The Louvre Abu Dhabi said Monday it has replaced a map of the Arabian Peninsula that omitted Qatar, embroiled in a months-long diplomatic dispute with its Gulf neighbors.
The museum said the map was an "oversight" that had been rectified.
The map, one of several aiming at placing exhibits in their geographical context, was located in the children's section of the museum.
The error was pointed out on January 19 by Qatar's museums head, Al Mayassa Al-Thani, who retweeted a picture of the map showing Bahrain and the Gulf coast with blank sea in the place of Qatar.
"Although the notion of museums is a new one to Abu Dhabi, surely the @MuseeLouvre is not okay with this?" she wrote.

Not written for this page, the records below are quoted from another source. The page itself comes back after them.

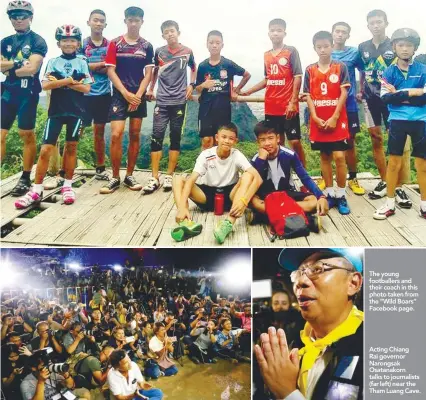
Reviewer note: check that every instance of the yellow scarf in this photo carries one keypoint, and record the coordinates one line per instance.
(313, 349)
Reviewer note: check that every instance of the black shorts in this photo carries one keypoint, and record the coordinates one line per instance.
(354, 125)
(329, 147)
(22, 104)
(162, 116)
(210, 122)
(398, 131)
(281, 125)
(294, 194)
(54, 126)
(119, 105)
(96, 109)
(376, 112)
(210, 192)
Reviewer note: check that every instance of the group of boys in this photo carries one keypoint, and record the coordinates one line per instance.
(80, 81)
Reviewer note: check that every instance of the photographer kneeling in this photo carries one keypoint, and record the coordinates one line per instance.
(125, 380)
(44, 383)
(226, 345)
(201, 349)
(92, 372)
(45, 338)
(160, 344)
(76, 341)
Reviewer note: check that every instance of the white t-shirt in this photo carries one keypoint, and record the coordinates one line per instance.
(119, 385)
(156, 344)
(216, 172)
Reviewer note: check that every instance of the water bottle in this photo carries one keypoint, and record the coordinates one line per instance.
(219, 202)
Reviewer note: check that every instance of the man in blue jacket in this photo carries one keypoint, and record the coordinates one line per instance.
(275, 164)
(404, 91)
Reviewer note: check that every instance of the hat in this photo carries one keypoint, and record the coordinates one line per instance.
(291, 258)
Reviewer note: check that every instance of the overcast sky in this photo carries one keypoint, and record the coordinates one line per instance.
(244, 23)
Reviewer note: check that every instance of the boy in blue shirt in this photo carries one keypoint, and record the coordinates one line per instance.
(68, 77)
(403, 89)
(351, 58)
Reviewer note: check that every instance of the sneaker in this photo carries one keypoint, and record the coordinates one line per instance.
(132, 183)
(223, 229)
(314, 222)
(68, 195)
(111, 186)
(342, 205)
(31, 198)
(378, 192)
(254, 217)
(22, 187)
(167, 183)
(151, 186)
(356, 187)
(194, 360)
(402, 199)
(321, 184)
(331, 202)
(383, 212)
(186, 229)
(54, 183)
(102, 175)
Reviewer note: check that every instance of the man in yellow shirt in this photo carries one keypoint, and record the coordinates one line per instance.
(326, 283)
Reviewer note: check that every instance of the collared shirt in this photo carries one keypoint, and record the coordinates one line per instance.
(29, 386)
(120, 386)
(314, 375)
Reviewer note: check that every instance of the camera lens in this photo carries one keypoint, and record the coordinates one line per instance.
(58, 368)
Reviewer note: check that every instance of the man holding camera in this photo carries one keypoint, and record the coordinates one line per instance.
(11, 323)
(43, 384)
(329, 364)
(76, 341)
(91, 371)
(126, 382)
(98, 328)
(45, 338)
(198, 316)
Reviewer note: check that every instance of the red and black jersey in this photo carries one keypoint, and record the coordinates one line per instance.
(280, 71)
(130, 60)
(325, 90)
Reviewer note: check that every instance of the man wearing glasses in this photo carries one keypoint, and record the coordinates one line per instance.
(21, 58)
(329, 364)
(126, 382)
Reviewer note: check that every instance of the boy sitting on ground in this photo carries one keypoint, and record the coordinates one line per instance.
(275, 164)
(216, 169)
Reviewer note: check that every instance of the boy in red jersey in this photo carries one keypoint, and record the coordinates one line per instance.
(283, 79)
(326, 86)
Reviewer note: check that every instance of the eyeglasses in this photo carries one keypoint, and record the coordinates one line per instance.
(314, 271)
(20, 17)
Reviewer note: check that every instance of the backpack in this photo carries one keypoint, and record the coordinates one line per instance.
(286, 217)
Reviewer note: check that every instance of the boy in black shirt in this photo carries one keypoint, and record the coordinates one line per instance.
(21, 59)
(215, 78)
(69, 78)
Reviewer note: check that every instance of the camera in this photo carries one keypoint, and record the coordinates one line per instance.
(44, 355)
(58, 368)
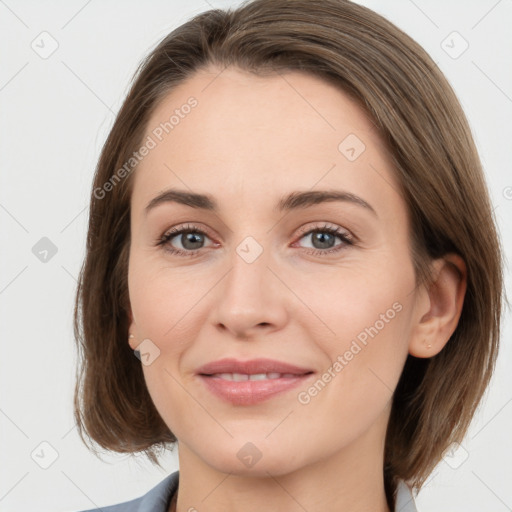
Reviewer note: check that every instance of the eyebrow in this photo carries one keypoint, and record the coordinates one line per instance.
(293, 201)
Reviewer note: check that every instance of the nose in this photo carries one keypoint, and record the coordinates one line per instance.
(251, 299)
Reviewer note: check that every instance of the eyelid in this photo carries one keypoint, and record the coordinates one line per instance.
(347, 238)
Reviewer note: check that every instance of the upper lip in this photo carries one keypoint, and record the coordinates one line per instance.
(250, 367)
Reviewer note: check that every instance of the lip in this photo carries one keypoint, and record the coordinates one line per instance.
(250, 367)
(251, 392)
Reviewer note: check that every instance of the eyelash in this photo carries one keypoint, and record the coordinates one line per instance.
(346, 238)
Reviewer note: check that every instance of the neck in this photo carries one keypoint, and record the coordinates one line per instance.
(349, 480)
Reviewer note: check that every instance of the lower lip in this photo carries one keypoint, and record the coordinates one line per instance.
(251, 392)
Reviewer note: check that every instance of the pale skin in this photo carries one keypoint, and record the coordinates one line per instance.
(249, 142)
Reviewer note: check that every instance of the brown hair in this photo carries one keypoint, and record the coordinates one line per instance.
(436, 163)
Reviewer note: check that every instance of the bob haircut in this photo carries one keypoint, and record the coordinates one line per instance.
(436, 163)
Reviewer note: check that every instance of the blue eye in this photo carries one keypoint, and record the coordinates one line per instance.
(192, 239)
(325, 243)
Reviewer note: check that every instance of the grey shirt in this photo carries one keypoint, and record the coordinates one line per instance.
(159, 498)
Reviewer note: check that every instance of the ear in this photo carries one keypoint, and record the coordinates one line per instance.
(439, 307)
(132, 331)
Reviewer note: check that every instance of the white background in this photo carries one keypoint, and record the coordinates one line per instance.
(55, 115)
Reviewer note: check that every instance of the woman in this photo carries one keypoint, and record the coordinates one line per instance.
(290, 228)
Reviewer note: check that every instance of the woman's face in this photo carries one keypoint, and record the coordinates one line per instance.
(269, 269)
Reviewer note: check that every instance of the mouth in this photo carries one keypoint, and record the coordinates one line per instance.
(251, 382)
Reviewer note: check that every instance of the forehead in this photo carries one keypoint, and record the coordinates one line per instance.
(258, 134)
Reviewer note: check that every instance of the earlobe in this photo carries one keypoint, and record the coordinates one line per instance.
(442, 307)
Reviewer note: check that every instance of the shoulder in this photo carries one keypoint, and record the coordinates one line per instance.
(156, 499)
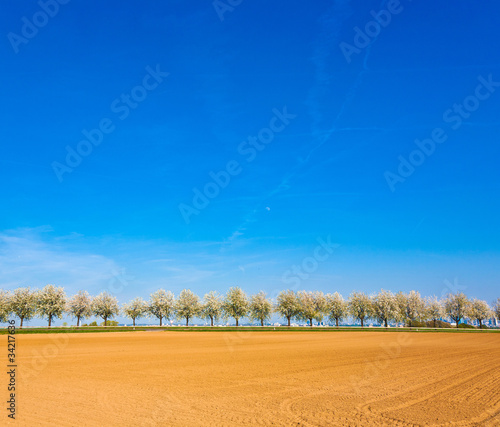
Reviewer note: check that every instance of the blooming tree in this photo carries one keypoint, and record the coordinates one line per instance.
(260, 307)
(23, 304)
(187, 305)
(135, 309)
(236, 304)
(161, 305)
(212, 306)
(106, 306)
(287, 305)
(51, 302)
(336, 307)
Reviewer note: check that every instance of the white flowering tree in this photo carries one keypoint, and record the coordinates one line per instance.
(479, 310)
(5, 307)
(312, 305)
(23, 304)
(161, 305)
(384, 306)
(434, 309)
(212, 307)
(336, 307)
(105, 306)
(287, 305)
(236, 304)
(187, 305)
(456, 306)
(260, 307)
(360, 306)
(80, 306)
(135, 309)
(410, 307)
(51, 303)
(496, 308)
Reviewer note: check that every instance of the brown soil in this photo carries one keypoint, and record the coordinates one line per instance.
(251, 378)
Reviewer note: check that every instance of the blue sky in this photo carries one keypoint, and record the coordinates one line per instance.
(181, 91)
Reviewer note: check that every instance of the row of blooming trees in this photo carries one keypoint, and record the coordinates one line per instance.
(51, 302)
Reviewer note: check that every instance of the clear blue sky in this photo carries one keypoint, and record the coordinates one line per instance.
(346, 109)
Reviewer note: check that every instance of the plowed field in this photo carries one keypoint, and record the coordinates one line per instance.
(253, 378)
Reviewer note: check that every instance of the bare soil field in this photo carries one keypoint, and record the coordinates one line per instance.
(252, 378)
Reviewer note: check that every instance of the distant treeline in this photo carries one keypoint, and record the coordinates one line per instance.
(406, 308)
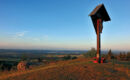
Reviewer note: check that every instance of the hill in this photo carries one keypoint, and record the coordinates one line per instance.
(78, 69)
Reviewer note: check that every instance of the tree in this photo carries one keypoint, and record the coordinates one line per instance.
(110, 55)
(91, 53)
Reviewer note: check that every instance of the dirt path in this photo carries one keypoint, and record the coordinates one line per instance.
(25, 72)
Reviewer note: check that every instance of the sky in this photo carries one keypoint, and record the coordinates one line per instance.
(62, 24)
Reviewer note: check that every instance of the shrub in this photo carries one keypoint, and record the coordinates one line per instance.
(67, 57)
(110, 55)
(74, 57)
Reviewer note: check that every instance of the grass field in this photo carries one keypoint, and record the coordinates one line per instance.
(78, 69)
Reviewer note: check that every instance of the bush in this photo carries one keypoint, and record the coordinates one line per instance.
(91, 53)
(110, 55)
(74, 57)
(67, 57)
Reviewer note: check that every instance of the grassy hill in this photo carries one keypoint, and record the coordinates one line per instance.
(78, 69)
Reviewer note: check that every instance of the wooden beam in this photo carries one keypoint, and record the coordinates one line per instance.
(99, 22)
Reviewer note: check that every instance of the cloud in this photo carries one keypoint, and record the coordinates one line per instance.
(19, 34)
(45, 37)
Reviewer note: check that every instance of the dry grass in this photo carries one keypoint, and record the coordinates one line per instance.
(78, 69)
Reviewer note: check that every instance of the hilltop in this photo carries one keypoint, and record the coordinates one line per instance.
(78, 69)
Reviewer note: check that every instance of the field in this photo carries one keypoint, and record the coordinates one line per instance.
(77, 69)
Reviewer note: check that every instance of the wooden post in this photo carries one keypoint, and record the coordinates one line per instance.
(98, 40)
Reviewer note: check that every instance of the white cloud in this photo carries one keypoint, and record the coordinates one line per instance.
(45, 37)
(19, 34)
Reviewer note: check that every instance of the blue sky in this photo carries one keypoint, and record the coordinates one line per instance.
(62, 24)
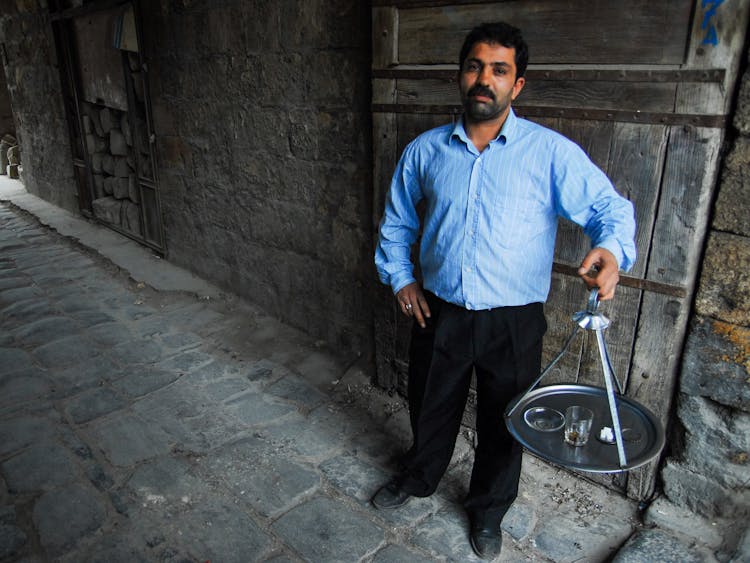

The following day, Emirati foreign minister Anwar Gargash said he had been "mystified" by Al-Thani's tweet, which "blew a slight oversight out of proportion".
"Culture is superior to such trifles," he added.
The Louvre Abu Dhabi was inaugurated with great pomp in November by French President Emmanuel Macron and Abu Dhabi's Crown Prince Mohammed bin Zayed Al-Nahyan.
It was marketed as "a universal museum" celebrating cultural exchange and tolerance.
The UAE and Qatar have long had sour relations, but they worsened last year when Saudi Arabia, the UAE, Bahrain and Egypt in June cut all ties with Doha, including land, sea and air links.
They accused the tiny, gas-rich state of ties to Islamist extremists and being too close to Shiite Iran.
Doha rejected the accusations and accused the states of seeking to take over its foreign policy.